In other words, any missile defenses would be part of a larger war, making it difficult to predict the various scenarios that might unfold in a prolonged, wider war with Iran.
All these military measures would have to be tied to political goals. Yet an escalating conflict could easily lead to shifting war aims and mission creep. For example, the United States and its allies might seek regime change rather than just the eradication of Iran's nuclear program. Likewise, for the Iranian regime, objectives could encompass not just survival and sanction-busting but also a desire to inflict economic harm on the United States and threaten the viability of Israel.
Israel, with its Iron Dome and Arrow anti-ballistic missile defense systems, has the world's most robust national missile defenses in the world. Yet if Tehran acquires nuclear weapons, many Israelis believe the Iranians would use them as an offensive weapon and not just to achieve deterrence.
Israel's Iron Dome can protect against short-range missiles, and recently upgraded Arrow systems are designed to thwart advanced medium-range missiles. But reports are rampant that Israeli Prime Minister Benjamin Netanyahu might pre-emptively strike Iran's nuclear facilities before the U.S. November elections. No doubt such reports are only further encouraging the Obama administration's intensive efforts to strengthen deterrence and reassure regional partners.

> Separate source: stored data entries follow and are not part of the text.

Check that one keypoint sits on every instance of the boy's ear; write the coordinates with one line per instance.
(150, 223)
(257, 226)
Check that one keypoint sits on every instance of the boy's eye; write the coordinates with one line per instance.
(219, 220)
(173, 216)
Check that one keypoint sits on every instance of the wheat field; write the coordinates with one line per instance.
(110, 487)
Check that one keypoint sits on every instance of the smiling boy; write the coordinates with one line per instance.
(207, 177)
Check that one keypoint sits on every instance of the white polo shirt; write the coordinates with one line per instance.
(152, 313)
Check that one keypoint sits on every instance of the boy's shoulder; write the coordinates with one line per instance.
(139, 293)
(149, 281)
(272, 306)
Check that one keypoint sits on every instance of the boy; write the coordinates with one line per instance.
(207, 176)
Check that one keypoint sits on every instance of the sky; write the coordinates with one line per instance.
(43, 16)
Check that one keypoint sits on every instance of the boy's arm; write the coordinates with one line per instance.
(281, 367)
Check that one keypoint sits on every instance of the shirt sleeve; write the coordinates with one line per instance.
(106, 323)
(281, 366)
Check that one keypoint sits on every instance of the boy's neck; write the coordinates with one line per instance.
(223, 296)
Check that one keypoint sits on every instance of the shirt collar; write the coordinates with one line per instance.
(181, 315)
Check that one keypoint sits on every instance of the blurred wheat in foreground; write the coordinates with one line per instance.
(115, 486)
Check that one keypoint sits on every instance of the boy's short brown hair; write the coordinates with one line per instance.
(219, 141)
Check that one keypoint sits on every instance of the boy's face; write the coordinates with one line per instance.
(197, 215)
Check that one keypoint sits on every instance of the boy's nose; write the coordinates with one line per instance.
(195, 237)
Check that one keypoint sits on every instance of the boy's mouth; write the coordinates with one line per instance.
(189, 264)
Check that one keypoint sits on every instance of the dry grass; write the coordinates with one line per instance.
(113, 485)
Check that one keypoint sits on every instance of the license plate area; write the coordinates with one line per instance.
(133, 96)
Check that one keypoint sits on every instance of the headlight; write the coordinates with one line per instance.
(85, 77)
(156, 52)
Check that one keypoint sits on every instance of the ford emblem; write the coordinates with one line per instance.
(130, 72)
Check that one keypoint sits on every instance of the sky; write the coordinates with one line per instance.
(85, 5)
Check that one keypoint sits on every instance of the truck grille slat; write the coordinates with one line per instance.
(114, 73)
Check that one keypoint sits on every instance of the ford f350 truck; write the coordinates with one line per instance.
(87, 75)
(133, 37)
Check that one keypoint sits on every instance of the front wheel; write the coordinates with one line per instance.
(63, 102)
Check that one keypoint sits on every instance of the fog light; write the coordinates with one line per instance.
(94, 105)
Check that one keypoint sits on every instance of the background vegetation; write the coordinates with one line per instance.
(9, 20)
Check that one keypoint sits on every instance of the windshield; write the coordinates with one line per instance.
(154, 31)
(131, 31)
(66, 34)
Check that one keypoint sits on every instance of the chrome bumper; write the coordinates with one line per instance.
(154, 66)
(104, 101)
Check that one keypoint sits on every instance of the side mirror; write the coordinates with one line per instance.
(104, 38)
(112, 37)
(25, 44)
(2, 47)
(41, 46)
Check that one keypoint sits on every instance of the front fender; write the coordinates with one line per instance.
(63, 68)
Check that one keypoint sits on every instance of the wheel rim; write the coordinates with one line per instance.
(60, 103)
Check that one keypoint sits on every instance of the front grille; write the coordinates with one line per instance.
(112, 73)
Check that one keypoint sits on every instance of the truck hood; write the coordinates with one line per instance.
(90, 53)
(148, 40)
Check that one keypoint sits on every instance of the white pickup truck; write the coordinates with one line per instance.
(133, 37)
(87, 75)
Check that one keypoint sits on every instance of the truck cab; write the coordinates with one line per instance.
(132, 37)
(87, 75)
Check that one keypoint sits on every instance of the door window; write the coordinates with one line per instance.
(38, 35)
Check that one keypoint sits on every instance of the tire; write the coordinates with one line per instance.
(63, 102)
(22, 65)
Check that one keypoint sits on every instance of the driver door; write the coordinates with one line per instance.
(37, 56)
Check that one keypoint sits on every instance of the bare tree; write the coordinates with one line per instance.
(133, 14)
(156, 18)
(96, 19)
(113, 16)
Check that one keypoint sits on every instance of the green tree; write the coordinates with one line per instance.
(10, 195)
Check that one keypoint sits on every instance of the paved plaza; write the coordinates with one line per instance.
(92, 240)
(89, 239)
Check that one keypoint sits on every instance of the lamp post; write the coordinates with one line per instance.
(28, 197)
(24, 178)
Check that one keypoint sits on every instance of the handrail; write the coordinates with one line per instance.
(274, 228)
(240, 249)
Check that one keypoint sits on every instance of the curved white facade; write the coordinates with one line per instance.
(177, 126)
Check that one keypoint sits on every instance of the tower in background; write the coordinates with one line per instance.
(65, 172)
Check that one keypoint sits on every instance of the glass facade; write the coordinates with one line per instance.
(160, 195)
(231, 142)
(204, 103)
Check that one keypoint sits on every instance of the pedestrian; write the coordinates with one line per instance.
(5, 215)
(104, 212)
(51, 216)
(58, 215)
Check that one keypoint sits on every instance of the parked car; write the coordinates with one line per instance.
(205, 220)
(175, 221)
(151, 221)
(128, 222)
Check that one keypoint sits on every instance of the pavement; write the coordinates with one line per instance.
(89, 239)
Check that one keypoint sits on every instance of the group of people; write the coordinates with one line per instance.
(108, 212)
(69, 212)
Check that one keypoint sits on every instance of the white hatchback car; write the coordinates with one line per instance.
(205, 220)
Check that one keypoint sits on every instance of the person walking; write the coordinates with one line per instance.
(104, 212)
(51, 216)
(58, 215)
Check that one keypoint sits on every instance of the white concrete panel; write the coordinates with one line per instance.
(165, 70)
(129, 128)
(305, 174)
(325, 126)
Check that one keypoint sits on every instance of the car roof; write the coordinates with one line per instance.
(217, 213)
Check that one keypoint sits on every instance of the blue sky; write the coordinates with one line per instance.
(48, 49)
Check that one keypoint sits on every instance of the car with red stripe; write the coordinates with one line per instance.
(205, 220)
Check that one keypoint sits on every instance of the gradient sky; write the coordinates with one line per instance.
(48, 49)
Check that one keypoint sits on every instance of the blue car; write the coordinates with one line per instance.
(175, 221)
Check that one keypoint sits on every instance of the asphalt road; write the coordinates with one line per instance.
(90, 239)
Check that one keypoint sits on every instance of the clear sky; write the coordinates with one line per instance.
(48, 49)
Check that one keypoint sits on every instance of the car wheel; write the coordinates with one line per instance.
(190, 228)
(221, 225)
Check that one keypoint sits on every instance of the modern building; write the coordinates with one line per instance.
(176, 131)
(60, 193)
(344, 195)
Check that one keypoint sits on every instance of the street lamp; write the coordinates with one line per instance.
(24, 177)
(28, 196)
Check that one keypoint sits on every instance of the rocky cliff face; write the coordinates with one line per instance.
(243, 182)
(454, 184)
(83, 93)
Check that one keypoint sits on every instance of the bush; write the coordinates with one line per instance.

But it is unlikely that Israel and the Gulf Arab states can forge a seamless missile shield across a vast region. Indeed, there are serious questions about how well Gulf states can share information and act in concert.
What's new this past year is that five of the six-member states that make up the Gulf Cooperation Council (Oman being the outlier) are attempting NATO-like security cooperation despite their different agendas and historical antipathies. Longstanding differences are unlikely to be bridged in a matter of months -- unless something forces them together.
No country is eager to blunder into war with Iran. At the same time, should conflict escalate, Iran's actions may drive disparate actors, even Gulf Arab states and Israel, to unprecedented collaboration for their mutual defense.